As Breitbart Texas previously reported the Texas border regularly sees a number of crimes tied to drug and human smuggling such as home invasions. Instead of a common house burglary on the Texas border the term refers to a number of gunmen storming a house looking to steal a drug load or drug cash. In some cases the invasions have turned into shootouts with deadly consequences. Another type of crime unique to the Texas border deals with cartel kidnappings where a team of cartel hitmen whisk away their target in order to collect stolen money or drugs and then take the person to Mexico where they are tortured and executed, however in some cases the hitmen have taken innocent victims by mistake, Breitbart Texas previously reported.

Gonzalez started the LEERT in 2009 as a way to unite some of the smaller police departments along the Texas border in order to have a SWAT team ready to deal with dangerous situations. Since then, the LEERT has worked closely with local, state and federal agencies and has been used in the takedown of major cartel figures in the area as well as other high risk operations.

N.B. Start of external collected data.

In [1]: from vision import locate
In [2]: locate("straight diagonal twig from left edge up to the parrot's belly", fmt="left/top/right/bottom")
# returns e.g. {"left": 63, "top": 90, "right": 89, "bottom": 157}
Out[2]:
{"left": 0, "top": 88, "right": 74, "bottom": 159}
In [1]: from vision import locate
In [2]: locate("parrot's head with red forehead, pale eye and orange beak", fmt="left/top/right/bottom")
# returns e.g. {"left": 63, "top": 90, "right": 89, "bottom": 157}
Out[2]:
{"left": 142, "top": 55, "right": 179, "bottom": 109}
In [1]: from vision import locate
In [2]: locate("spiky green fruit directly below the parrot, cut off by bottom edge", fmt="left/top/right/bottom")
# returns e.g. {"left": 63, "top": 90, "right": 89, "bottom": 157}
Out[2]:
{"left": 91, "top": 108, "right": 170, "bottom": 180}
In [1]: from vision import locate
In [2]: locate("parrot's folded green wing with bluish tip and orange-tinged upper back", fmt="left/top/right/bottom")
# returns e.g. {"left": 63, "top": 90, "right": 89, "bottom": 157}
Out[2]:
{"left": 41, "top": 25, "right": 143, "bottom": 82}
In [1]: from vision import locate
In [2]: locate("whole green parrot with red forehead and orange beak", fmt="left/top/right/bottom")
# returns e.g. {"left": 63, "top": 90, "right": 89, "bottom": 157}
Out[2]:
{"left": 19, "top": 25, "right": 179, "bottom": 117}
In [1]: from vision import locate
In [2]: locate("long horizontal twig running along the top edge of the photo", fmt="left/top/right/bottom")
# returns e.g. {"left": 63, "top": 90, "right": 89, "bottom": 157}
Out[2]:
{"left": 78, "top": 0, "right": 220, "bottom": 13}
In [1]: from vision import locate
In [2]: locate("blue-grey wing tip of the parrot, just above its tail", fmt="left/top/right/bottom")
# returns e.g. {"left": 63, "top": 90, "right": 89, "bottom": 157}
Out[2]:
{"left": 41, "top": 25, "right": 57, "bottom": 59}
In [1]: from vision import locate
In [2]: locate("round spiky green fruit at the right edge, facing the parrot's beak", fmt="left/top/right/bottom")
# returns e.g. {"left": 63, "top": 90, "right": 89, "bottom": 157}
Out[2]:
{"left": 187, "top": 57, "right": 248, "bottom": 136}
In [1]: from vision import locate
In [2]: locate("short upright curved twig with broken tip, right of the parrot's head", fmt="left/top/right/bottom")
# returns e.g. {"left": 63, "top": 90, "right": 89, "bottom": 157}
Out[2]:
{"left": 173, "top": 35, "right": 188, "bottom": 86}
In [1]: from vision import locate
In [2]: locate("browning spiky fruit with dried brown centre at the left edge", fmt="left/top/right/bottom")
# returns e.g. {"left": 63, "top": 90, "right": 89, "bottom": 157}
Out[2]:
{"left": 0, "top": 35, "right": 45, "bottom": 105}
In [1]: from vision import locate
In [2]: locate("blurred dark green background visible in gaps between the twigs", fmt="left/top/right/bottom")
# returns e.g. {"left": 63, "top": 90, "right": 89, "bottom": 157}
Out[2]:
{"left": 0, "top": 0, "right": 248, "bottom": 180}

“San Juan (Texas) is just miles from the border, we too have our border where people who are not from our nation are there coming in to carry out organized crime activities just like in San Juan where they have cartels here,” Paraguay’s Sgt. Maldonado said. “They have the experience in how to clash with them, how to operate in difficult situations.”

Paraguay Special Forces Train in Texas

According to the Special Forces Sgt., the shootouts that Paraguay’s police officers have seen have been tragic in nature with six officers losing their life in one clash while taking down 11 cartel gunmen.

“We are obligated to come to the U.S. and get the training we need in special operations, hostage negotiation and other tactics so that we don’t have casualties in our teams,” Maldonado said. “Anytime an officer loses his life it becomes a major blow to the entire police department.”